Wednesday, September 21, 2011

My God, My God, why have I forsaken YOU?

reading Proverbs 1 and 2 is so humbling.  Not listening to Wisdom call out can be detrimental.  I am at a crossroads in my life, or at least one is approaching very soon, and I don't know if it is a commit problem, or I am just terrible at making decisions, but I am on a roller coaster of peace and anxiety.  I need to figure out which nursing school I should go to, or if I should go to nursing school.  I have to trust.

 I read today how we are never happy with how God is in control.  Sometimes we want Him to completely do everything for us, and sometimes we want Him to just step aside.  Overall I have to trust that there is a plan, and even though I don't know it, I can still be used as long as there is no sin in my life.

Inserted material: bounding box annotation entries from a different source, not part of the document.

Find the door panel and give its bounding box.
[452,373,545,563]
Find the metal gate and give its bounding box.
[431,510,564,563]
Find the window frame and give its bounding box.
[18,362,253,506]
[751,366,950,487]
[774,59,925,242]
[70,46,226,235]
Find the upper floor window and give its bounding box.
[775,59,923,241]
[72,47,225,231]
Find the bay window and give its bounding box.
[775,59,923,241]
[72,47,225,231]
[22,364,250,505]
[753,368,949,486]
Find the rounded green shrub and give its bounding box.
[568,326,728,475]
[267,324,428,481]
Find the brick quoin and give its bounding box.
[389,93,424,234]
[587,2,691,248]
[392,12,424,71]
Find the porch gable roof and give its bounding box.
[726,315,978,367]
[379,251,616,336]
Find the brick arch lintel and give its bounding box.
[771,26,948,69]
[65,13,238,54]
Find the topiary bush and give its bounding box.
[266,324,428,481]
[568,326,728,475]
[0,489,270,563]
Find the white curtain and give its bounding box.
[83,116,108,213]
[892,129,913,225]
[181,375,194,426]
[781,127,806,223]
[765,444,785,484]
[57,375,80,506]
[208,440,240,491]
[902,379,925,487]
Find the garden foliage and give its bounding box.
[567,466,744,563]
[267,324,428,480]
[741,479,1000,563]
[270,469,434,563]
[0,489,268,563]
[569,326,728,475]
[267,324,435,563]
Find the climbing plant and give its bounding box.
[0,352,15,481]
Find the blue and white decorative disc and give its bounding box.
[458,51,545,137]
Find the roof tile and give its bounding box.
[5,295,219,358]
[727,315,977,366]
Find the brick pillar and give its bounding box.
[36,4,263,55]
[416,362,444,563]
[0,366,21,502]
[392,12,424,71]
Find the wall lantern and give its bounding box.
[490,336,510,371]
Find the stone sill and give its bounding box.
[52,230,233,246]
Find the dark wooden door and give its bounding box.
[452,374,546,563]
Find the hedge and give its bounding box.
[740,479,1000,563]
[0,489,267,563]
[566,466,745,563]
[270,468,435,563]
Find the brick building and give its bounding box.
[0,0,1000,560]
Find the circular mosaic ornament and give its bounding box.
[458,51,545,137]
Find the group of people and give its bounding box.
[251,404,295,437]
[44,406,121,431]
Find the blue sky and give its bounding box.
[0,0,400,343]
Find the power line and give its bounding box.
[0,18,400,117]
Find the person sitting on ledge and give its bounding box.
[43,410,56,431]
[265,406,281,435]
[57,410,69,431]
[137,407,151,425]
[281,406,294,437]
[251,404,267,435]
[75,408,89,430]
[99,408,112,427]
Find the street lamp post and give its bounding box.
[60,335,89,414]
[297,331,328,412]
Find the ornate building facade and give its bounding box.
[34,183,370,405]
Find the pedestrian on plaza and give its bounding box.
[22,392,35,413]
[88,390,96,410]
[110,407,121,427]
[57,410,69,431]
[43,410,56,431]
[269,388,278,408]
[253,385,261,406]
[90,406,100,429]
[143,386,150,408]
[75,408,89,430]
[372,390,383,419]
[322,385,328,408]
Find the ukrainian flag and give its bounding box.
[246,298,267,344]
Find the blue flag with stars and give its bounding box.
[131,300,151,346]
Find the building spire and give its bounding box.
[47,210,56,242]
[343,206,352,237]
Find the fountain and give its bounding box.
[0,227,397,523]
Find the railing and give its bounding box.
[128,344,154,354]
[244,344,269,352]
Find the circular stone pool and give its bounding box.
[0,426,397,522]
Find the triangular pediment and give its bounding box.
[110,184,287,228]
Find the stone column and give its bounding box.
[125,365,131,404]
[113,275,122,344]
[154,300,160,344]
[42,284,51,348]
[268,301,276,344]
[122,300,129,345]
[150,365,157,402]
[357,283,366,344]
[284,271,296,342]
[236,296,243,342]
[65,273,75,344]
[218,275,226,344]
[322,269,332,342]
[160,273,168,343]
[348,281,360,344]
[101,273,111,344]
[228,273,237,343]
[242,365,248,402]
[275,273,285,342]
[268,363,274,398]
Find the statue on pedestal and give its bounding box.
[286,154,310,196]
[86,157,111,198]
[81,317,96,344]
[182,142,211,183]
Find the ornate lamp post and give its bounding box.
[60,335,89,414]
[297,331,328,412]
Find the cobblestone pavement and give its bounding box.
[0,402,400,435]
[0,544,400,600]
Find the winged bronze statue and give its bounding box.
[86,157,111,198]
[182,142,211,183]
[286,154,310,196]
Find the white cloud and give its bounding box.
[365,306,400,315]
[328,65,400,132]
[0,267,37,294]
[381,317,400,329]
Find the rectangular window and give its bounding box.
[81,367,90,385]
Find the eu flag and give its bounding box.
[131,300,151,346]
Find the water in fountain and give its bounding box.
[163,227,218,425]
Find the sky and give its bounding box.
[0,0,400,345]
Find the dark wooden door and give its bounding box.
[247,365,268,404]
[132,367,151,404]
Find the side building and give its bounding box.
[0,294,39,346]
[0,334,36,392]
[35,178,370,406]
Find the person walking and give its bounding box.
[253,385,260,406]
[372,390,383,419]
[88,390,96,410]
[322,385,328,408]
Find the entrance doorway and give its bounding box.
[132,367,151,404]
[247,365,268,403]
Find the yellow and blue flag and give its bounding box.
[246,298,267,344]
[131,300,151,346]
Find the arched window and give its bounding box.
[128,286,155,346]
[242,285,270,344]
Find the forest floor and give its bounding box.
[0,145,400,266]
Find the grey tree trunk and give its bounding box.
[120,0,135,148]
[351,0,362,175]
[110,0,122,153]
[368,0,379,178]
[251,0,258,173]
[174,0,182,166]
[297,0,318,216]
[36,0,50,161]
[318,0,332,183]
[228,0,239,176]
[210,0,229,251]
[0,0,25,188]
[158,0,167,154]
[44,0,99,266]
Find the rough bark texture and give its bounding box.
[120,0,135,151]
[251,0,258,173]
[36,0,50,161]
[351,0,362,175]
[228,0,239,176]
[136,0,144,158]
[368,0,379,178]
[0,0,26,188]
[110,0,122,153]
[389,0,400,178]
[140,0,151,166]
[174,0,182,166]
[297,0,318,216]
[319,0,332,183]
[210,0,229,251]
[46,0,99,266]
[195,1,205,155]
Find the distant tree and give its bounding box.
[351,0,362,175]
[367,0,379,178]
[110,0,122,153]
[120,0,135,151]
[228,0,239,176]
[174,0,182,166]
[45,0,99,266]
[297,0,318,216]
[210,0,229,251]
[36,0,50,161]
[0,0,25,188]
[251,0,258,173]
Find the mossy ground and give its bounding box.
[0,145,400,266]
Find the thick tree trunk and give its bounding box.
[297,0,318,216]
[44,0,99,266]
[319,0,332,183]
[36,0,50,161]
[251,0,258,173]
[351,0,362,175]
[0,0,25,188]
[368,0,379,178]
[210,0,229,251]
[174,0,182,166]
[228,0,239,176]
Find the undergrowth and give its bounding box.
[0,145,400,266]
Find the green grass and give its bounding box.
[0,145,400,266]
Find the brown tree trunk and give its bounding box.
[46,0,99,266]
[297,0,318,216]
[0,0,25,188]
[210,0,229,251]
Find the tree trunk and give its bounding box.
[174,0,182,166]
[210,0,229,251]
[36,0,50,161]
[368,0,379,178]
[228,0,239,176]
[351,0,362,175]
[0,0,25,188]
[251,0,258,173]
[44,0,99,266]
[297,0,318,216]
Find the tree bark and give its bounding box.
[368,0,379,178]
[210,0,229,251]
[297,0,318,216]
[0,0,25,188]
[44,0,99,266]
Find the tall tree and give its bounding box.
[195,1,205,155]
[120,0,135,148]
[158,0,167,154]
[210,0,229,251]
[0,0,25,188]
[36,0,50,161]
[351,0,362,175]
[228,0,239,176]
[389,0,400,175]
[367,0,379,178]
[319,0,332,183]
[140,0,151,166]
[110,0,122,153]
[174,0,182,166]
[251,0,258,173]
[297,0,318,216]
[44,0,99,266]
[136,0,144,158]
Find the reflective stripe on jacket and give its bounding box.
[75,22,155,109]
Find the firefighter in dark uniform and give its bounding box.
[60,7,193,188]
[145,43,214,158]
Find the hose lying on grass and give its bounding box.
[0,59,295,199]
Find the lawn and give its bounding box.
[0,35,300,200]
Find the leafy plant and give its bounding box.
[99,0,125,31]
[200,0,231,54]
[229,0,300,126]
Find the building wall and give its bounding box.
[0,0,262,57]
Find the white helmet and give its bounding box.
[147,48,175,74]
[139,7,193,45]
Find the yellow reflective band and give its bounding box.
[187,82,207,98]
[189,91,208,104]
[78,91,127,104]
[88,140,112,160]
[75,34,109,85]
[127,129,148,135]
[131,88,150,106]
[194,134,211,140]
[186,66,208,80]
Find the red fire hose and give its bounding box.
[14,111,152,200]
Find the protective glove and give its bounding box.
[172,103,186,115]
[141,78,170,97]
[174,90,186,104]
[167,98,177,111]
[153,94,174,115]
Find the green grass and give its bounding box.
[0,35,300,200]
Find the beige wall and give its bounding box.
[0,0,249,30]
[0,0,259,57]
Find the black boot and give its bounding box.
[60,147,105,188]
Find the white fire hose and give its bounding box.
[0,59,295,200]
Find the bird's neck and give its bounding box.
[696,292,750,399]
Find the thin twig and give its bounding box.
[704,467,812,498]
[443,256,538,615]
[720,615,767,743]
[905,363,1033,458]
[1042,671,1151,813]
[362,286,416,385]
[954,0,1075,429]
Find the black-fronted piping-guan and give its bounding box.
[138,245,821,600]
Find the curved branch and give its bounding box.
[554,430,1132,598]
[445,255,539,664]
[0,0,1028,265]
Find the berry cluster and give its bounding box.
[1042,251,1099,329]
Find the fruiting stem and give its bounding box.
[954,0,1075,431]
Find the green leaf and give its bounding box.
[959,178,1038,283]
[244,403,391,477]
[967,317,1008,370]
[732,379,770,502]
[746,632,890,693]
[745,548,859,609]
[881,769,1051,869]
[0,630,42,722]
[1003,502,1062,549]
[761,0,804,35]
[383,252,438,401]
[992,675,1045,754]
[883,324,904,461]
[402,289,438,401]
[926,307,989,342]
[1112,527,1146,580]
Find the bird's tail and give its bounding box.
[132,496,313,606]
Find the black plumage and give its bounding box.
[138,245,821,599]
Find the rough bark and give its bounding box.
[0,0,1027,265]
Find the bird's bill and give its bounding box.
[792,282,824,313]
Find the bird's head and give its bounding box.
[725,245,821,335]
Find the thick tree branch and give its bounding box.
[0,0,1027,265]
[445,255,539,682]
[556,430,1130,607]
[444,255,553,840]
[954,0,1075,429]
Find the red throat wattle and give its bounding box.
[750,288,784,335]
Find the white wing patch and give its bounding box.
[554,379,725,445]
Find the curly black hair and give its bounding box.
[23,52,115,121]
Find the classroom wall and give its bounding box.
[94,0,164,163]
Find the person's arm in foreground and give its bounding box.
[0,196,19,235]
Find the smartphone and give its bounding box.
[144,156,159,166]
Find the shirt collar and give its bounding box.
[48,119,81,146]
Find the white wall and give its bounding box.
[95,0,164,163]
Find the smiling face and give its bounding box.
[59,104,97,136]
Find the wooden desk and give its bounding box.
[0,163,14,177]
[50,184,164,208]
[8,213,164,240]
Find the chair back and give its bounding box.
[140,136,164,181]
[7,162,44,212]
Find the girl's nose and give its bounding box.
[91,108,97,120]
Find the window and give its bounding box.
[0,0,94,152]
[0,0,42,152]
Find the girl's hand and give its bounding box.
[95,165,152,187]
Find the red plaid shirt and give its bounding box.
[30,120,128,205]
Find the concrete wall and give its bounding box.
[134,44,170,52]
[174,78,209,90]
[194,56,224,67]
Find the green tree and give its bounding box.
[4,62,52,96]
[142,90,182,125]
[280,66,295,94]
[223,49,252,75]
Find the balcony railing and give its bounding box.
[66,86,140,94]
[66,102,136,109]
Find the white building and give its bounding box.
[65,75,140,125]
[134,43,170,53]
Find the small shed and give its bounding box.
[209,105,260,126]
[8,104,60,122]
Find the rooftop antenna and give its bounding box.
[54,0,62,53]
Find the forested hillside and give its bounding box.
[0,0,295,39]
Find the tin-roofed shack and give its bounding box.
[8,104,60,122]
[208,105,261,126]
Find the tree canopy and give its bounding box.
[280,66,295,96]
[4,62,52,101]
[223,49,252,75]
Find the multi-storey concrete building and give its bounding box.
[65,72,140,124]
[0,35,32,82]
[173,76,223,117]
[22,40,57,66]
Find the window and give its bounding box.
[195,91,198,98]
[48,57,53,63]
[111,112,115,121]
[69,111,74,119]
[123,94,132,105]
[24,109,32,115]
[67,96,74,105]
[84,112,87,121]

 Mrs. Mickbben, the mother of the family I am living with this semester was telling me about the verse in Psalms that talks about His word being a lamp unto my feet.  Well she explained that the lamp back then is nothing like what we have today, no headlights or LED flashlights.  It was just enough light to take one step, then just enough light to take another step.  I can't get stuck in feeling like, maybe I missed something, or what if I ruin my life.  These are silly when you consider our Maker.

My favorite picture is of a parent pushing a kid in a toy car, the kid can try to steer, but ultimately, the parent is deciding the direction the toy car goes.  The face the kid makes when they try to make a sharp right turn but can't is the face my heart makes.  But what the kid (and myself) don't notice is the wall that the car would have hit taking that right turn.